The consumer goods giant Unilever has revealed it expects to deliver improved underlying revenues this year, as it posted buoyant third-quarter sales and profits.
Unilever, the maker of Ben & Jerry's ice cream and Marmite, saw pre-tax profits rise 83 per cent to €2.5bn (£2bn), boosted by disposals, in the last quarter. Its underlying sales jumped 8.3 per cent.
Patrick Cescau, Unilever's chief executive, said: "This year we now expect to deliver underlying sales growth well in excess of our long-term target of 3 to 5 per cent, together with an underlying improvement in operating margin for the year."
Its total sales rose by 2 per cent to €10.4bn. In Europe, Unilever posted underlying sales growth of 2.5 per cent in the third quarter, but price contributed more than 4 per cent with volumes lower by about 2 per cent. It said volumes were down because of slowing growth in European markets.

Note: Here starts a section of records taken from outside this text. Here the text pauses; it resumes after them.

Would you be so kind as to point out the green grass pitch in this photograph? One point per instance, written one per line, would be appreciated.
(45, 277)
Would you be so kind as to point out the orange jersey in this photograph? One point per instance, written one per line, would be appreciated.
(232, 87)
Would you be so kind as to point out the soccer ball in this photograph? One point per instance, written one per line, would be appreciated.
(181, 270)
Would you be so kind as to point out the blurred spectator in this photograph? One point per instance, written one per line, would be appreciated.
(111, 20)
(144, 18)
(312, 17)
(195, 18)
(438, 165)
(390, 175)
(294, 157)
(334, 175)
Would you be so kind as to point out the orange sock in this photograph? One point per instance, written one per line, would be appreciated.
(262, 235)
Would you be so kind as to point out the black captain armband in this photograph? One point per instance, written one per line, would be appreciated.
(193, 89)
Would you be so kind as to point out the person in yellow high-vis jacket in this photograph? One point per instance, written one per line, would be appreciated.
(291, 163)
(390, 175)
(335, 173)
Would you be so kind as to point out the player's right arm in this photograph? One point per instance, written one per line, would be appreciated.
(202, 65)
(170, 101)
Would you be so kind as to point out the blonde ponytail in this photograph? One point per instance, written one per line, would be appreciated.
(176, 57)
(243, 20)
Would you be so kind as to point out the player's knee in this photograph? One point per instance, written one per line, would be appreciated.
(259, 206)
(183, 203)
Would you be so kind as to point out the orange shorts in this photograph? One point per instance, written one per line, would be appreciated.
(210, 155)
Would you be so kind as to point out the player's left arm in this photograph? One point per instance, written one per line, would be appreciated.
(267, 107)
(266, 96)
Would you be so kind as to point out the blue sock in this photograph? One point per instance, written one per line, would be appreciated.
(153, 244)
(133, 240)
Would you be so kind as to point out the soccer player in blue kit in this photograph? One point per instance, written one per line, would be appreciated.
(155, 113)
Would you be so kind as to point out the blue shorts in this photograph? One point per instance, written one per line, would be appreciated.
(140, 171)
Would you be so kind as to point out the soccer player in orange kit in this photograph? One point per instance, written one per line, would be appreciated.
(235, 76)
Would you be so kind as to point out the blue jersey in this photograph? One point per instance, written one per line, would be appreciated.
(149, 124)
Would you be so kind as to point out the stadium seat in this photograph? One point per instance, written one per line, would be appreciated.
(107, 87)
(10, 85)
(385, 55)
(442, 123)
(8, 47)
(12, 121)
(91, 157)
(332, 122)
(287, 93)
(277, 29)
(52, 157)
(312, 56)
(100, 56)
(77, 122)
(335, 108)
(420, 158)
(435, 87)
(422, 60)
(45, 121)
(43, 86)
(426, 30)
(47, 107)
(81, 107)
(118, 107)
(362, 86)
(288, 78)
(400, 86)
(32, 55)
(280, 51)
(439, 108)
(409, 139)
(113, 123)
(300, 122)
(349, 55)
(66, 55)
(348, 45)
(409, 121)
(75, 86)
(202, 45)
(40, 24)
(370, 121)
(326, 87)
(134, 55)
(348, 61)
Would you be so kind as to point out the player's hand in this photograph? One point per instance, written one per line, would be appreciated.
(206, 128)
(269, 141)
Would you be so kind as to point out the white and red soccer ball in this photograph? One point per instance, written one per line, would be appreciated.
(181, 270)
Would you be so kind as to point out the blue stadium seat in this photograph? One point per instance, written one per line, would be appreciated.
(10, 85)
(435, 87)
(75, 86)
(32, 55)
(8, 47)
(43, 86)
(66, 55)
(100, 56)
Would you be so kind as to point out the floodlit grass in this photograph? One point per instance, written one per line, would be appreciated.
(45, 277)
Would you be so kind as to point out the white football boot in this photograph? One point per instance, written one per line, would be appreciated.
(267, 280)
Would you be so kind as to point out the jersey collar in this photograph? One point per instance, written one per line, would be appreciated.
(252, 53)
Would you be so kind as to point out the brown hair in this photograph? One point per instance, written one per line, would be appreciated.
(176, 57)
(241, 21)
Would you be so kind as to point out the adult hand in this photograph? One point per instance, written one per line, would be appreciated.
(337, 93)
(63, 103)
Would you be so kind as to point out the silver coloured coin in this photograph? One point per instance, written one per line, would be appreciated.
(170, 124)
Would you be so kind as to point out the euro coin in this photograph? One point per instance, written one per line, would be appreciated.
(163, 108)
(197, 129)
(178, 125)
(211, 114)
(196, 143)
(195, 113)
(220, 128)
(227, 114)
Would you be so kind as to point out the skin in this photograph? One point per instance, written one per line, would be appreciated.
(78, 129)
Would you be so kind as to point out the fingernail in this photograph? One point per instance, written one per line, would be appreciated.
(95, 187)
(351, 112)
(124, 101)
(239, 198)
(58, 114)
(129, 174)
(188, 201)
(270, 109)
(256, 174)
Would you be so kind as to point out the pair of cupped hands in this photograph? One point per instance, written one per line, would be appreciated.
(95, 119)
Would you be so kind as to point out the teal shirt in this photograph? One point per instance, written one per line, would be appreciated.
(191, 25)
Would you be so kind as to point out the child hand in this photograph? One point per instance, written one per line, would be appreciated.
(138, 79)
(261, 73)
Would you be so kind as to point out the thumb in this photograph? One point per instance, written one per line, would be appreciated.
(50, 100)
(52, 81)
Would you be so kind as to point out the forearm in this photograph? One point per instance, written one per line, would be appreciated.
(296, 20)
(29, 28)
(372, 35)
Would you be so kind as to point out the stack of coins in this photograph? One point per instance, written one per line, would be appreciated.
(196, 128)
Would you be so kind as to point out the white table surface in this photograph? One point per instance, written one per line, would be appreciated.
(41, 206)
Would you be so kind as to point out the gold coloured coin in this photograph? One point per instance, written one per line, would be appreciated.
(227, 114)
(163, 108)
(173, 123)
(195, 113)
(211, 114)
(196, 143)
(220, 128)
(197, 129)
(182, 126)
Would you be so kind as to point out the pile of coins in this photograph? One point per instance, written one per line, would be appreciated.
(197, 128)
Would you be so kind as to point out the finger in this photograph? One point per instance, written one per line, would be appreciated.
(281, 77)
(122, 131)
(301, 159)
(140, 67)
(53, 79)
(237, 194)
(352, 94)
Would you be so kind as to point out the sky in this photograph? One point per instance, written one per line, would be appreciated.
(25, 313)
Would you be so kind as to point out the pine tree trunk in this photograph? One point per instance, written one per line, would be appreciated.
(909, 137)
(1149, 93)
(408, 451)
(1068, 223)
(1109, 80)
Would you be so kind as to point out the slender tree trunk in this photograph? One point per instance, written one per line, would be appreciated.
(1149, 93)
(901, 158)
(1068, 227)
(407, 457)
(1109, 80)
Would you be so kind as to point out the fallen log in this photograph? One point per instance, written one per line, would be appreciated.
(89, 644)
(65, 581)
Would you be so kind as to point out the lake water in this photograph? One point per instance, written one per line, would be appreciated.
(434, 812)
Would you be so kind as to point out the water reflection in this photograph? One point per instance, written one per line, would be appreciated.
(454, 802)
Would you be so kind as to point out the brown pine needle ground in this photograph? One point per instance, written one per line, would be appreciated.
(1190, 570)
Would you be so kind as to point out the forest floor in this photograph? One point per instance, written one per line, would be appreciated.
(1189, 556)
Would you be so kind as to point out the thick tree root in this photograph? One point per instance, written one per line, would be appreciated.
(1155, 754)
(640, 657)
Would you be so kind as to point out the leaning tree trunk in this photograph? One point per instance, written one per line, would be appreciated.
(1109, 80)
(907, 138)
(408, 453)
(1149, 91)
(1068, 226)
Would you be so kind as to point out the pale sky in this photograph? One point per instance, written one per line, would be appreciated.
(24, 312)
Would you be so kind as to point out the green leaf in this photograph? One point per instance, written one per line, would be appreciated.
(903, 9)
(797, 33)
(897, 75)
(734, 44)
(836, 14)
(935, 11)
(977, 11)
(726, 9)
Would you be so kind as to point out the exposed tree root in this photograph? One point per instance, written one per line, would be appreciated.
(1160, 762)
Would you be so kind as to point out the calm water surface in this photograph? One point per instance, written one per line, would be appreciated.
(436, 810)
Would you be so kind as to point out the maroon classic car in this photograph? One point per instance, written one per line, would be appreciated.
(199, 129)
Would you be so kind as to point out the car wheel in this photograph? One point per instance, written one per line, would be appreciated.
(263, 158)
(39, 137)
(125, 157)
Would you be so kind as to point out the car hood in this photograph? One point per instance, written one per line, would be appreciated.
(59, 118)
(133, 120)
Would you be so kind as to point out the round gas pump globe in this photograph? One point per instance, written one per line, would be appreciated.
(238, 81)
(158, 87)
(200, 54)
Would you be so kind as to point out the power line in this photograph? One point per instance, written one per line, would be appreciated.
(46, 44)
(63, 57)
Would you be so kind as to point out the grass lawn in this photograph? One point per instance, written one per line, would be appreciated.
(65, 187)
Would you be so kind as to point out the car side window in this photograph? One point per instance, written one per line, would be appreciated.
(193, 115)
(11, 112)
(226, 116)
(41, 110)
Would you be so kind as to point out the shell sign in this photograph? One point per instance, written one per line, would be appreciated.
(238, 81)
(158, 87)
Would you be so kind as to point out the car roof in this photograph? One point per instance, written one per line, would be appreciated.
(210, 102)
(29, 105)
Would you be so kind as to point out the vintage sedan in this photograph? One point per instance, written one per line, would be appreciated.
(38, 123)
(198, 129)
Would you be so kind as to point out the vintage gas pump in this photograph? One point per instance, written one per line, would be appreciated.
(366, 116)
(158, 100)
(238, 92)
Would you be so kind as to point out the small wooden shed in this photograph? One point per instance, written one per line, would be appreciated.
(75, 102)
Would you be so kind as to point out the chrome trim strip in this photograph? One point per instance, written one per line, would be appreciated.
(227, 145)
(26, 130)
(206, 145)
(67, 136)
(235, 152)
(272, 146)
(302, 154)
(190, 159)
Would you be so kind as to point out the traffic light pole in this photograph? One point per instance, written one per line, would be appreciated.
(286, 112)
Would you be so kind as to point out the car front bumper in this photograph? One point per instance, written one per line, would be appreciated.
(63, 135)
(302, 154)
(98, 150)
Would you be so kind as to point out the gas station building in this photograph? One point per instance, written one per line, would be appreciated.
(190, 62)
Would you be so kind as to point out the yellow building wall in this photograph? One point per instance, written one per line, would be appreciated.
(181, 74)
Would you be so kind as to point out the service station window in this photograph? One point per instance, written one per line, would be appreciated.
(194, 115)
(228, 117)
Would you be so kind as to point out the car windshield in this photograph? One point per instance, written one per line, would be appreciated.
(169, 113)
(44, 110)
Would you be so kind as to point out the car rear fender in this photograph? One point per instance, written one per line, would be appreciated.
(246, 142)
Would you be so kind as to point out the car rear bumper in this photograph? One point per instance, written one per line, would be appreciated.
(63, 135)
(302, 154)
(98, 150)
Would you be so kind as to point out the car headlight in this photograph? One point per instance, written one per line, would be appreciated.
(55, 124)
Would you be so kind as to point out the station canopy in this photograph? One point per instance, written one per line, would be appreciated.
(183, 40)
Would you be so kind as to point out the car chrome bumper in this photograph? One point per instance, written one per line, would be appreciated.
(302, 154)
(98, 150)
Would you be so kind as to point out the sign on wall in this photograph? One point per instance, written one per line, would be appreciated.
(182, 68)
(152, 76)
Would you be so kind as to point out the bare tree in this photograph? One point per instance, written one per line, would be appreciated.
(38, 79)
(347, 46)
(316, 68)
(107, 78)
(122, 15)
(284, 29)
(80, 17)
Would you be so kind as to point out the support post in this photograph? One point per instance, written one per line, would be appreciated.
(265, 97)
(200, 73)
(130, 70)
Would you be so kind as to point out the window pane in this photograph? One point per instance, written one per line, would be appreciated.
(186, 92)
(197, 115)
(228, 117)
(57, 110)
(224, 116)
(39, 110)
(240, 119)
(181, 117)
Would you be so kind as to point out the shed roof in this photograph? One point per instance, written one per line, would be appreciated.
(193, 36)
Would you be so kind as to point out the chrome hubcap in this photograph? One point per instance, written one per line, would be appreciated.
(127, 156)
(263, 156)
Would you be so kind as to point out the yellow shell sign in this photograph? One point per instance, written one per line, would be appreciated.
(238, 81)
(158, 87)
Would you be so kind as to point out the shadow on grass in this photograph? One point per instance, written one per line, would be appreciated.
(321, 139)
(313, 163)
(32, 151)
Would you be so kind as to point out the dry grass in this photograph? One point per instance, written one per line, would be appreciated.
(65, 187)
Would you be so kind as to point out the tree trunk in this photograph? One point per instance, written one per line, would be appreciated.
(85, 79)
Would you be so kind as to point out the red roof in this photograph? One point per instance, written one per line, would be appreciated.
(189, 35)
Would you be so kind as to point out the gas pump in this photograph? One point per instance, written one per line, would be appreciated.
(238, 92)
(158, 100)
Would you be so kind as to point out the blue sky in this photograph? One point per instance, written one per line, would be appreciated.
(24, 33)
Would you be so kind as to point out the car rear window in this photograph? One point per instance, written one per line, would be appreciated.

Unilever grew sales by 4 per cent in the US in the third quarter, adjusting for the effect of the IT systems implementation last year. The company continued to grow revenues in China and has started to introduce price increases there for the first time this year. The Investec analyst Martin Deboo said: "We are yet to see any of the anticipated weakness in developing and emerging markets, which is positive for Unilever."